Open Source Intelligence (OSINT)
Date: 2023-10-11
Difficulty: Beginner
Delivered By: Sam Kitson
Overview
Location: 29/1101 not the usual room! We're in the Chemistry building this week - Google Maps link
Open-source intelligence (OSINT) is data collected from publicly available sources to be used in an intelligence context.
It’s important to know your target extremely well before you start an attack. You can find very interesting information that could possibly lead to an easier point of ingress.
'Doxxing' is the act of performing open-source intelligence on a target to create a dossier of compromising material that will be published.
The term "open" refers to overt, publicly available sources as opposed to covert, clandestine sources. An open resource could be an email address that is publicised, whereas a closed resource is getting an email from a database dump (don't buy a database dump, it's a tad sus).
What and Where to Look
Look for any information that could be weaponized (pictures of badges, email addresses, IP addresses, DNS information etc). Have a look at company and staff social media, the company website, newspapers, online publications, blogs, etc.
Prerequisites
There are no prerequisites required to take part in this session. All you need it a web browser and a curious mind.
Challenges
SecureATea are an exciting (and fake) start-up that launched in 2019 with a revolutionary idea. They've got machine learning, blockchain, an ICO, all on 5G. Now they're back for 2023: but hopefully they're a bit more secure this time.

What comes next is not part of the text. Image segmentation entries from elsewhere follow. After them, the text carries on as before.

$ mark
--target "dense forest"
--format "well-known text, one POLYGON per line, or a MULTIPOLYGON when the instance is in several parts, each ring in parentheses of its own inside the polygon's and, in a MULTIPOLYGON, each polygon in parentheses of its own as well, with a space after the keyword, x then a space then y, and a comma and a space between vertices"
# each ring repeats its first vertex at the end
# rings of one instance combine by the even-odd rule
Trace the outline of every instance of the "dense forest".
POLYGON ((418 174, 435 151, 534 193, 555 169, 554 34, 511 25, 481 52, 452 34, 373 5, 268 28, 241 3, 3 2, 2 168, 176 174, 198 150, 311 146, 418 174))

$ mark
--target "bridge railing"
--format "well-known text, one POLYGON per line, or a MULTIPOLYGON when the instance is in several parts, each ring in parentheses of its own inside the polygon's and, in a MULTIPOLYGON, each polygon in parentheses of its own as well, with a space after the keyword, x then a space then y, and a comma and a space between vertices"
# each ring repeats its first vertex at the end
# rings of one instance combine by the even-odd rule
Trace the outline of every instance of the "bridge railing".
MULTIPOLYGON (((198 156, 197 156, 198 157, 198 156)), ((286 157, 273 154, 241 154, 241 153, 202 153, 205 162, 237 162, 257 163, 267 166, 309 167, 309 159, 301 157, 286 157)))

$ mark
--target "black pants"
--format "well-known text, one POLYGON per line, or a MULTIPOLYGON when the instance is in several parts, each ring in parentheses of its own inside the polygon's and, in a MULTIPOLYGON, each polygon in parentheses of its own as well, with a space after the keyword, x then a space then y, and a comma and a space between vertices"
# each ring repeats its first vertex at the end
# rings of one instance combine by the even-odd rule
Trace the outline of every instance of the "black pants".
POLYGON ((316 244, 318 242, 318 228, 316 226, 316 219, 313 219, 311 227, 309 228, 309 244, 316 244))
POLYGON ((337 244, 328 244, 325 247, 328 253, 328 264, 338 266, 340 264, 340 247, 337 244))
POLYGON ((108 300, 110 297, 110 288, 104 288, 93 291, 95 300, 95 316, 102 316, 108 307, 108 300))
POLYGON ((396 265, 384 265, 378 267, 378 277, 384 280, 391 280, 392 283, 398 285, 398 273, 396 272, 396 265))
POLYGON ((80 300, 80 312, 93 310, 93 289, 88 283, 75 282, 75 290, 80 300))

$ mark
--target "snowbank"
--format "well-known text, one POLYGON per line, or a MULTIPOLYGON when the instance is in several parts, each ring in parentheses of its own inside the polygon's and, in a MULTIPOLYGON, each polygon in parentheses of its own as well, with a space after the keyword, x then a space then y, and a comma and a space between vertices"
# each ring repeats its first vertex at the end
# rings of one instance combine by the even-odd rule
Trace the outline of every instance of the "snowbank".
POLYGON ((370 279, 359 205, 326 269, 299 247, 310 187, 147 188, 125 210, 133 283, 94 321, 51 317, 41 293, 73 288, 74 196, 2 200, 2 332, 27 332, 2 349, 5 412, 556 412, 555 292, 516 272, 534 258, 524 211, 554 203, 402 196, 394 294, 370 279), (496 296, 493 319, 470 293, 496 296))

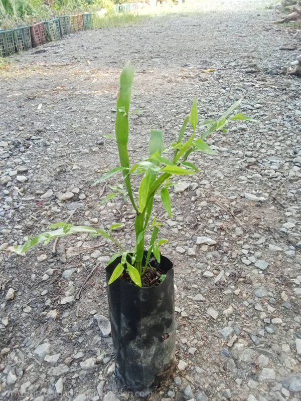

The aim of the session is to use OSINT to find useful information about SecureATea's website. You do not need to send any goofy requests to the website, all you need is a browser and to explore what is online.
There are 4 brand new difficult flags to find this year, 23 in total.
Session Link
The link to the session is https://osint.sucss.org.
Further OSINT Work
Trace Labs uses OSINT to help find people who have gone missing. They are there to help investigate missing person cases, as well as educate individuals on OSINT techniques.
Useful Resources for Session
Useful OSINT Resources
-
OSInt Framework - A website that collates many different resources to perform open-source intelligence.
-
Shodan - A search engine to find specific types of computers connected to the Internet.
-
Google 'Dorks' - You can use advanced operators in Google in order to locate security holes in configurations and code that websites are using.